My second visit to Japan has ended, and this trip turned out to be even more incredible and eye-opening than I could have hoped for. Not only did I get to check out amazing places like the Chichu art museum in Naoshima and the massive sand dunes in Tottori, but in addition I was able to volunteer with typhoon relief efforts in Wakayama and see some of the tsunami devastation first-hand in Sendai. Even though this country is filled with so much beauty (and, of course, delicious foods), many people are of course still wary about visiting after last year’s events. While I hope that some of my previous posts about Japan can encourage more people to visit the country, I would also like for my entries to encourage others to further explore what’s happening there today. The beauty of Japan is found in more than its beautiful coastlines, amazing ski slopes, and intricate temples – it’s also found in the resilience of the people that are working everyday to restore their towns for their families and future generations. I was especially impressed with the amount of fundraising that I’ve seen from expats there. One group of JETS living in the Fukushima prefecture are selling Fukushima t-shirts in order to raise money for tsunami relief efforts. My sister, a current JET living in Nara, has already ordered several t-shirts and I am anxiously awaiting for mine to arrive in the mail. If you are interested in ordering shirts internationally you can email Galileo Yuseco at fukushima.tshir
Back in NYC, I am glad to hear that the conversation is still on-going as well. In February I attended a LucidNYC event where an acclaimed photographer named Kyoko Hamada spoke about her visit to Fukushima and her interactions with the people there. To hear her story and see some of the pictures she took, check out the video clip here.
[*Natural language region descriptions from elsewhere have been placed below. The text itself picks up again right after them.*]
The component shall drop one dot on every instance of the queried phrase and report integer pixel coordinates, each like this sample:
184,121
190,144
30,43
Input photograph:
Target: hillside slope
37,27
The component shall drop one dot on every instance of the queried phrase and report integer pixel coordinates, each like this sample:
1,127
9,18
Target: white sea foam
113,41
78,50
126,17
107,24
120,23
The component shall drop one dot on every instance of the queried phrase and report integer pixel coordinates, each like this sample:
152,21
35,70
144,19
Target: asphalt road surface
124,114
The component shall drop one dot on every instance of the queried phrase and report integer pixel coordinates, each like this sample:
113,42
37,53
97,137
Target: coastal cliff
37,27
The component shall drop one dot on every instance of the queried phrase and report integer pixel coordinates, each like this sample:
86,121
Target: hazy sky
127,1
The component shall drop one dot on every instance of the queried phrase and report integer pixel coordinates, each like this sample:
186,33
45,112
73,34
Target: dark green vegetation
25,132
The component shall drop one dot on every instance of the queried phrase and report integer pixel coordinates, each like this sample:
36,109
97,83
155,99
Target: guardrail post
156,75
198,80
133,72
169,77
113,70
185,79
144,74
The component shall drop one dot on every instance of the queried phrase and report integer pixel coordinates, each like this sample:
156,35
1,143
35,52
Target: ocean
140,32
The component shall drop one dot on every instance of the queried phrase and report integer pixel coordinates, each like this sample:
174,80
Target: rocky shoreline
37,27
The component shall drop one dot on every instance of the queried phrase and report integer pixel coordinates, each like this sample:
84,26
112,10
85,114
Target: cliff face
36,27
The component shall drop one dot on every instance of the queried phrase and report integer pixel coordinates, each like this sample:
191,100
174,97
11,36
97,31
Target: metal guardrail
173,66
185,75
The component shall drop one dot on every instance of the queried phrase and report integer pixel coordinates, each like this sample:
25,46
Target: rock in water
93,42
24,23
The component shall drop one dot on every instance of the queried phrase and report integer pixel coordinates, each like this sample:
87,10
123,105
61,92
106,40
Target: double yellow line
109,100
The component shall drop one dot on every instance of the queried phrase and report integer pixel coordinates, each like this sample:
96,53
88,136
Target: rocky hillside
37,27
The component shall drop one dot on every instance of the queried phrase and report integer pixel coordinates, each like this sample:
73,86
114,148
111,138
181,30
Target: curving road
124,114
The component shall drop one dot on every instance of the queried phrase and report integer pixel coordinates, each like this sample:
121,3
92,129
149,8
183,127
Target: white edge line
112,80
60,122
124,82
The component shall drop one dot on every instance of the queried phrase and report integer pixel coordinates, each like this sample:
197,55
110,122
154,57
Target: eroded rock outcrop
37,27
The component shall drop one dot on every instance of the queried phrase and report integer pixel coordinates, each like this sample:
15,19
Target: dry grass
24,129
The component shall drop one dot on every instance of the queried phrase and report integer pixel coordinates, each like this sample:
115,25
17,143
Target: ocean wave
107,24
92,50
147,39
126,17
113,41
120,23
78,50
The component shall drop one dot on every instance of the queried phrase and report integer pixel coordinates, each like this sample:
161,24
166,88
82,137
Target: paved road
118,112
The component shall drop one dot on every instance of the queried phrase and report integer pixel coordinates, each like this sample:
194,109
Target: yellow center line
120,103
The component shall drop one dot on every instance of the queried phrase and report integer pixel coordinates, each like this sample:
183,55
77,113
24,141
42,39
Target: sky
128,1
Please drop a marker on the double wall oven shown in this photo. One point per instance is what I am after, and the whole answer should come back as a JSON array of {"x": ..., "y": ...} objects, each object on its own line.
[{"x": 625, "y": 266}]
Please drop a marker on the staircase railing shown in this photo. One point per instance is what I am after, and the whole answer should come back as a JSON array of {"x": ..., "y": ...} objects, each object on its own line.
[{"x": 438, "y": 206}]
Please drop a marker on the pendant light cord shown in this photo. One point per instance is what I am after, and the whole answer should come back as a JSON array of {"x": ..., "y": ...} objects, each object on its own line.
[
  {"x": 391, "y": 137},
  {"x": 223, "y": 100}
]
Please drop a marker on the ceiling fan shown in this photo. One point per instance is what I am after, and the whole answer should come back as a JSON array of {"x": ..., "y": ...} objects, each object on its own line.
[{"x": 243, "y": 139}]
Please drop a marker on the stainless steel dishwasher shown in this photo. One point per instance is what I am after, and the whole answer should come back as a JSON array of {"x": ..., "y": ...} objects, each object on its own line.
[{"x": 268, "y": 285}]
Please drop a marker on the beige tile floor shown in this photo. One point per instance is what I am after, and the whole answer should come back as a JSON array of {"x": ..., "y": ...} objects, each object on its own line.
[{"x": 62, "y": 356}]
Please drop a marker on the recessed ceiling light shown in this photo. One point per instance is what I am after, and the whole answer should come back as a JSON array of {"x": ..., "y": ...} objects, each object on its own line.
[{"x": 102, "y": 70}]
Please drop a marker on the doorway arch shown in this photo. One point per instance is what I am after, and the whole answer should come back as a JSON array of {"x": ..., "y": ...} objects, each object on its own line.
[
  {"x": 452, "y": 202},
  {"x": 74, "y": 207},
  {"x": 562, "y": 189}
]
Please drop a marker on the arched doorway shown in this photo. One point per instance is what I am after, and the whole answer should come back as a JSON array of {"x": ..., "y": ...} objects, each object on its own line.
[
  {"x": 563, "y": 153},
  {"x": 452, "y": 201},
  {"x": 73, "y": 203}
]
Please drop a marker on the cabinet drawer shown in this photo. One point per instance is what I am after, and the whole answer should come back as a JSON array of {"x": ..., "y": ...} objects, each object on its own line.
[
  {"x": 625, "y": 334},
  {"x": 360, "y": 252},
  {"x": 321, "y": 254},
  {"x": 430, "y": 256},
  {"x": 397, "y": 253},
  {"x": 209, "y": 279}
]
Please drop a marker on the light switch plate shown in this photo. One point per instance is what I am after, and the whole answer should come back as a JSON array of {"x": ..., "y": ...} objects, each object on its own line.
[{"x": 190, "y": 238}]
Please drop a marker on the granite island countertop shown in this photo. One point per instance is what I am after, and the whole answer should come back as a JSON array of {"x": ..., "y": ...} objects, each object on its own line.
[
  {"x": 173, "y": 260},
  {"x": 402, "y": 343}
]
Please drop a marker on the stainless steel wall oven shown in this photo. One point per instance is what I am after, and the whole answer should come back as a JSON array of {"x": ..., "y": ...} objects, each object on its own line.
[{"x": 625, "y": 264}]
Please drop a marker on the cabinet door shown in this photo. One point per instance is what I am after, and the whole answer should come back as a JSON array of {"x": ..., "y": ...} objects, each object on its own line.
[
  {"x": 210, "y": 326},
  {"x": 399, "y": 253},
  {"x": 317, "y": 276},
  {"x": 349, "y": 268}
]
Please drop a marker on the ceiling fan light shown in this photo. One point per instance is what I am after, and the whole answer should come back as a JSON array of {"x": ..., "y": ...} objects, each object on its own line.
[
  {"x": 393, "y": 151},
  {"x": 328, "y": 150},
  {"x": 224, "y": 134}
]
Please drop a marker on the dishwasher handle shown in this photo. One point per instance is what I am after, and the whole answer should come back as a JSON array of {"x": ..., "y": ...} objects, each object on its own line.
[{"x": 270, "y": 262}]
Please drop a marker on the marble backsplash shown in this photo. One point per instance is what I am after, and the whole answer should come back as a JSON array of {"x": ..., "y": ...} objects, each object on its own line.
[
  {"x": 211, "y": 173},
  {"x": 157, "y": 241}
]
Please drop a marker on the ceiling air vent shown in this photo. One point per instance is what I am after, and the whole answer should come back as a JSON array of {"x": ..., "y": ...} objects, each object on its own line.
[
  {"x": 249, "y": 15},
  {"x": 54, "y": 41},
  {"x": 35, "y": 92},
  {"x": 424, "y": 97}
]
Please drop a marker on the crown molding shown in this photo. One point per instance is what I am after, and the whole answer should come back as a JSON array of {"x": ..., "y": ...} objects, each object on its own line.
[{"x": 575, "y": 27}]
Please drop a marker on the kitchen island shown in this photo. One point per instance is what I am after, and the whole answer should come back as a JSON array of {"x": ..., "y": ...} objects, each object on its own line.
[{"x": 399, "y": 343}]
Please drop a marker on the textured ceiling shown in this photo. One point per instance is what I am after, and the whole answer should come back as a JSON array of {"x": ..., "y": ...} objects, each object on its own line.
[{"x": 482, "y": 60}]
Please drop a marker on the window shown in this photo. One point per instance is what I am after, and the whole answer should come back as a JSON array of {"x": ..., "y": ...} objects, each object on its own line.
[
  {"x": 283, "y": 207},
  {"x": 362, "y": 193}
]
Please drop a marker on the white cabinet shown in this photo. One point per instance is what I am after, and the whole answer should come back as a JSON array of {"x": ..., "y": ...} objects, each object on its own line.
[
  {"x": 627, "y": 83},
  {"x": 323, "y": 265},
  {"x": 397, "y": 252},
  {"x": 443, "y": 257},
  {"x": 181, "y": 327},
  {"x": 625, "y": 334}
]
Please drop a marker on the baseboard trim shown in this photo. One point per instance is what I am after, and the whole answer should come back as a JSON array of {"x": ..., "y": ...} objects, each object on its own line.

I was also fortunate to help out with another great event this past week hosted by Indiegogo over at Projective Space LES. Jason Wishnow, the filmmaker behind TedTalks, was one of the speakers and shared a new project of his called “We Are All Radioactive.” This online documentary series is about the people living in Motoyoshi, a small surf town 100 miles north of Fukushima, and focuses on their experiences with how their businesses and daily lives have been affected by the concern about radiation. While part of the series was filmed by Wishnow and his team, they also gave out cameras to the locals there so that us viewers can see their story through their eyes. The online series is crowdfunded and new episodes are being “unlocked” as each fundraising goal is hit – to find out more about this project and to donate, visit their site here.
I plan on visiting Japan again within the year and look forward to seeing all of the progress that will be made. Until then, I will have to be content with staying connected online and rationing out my green tea flavored kit kats appropriately.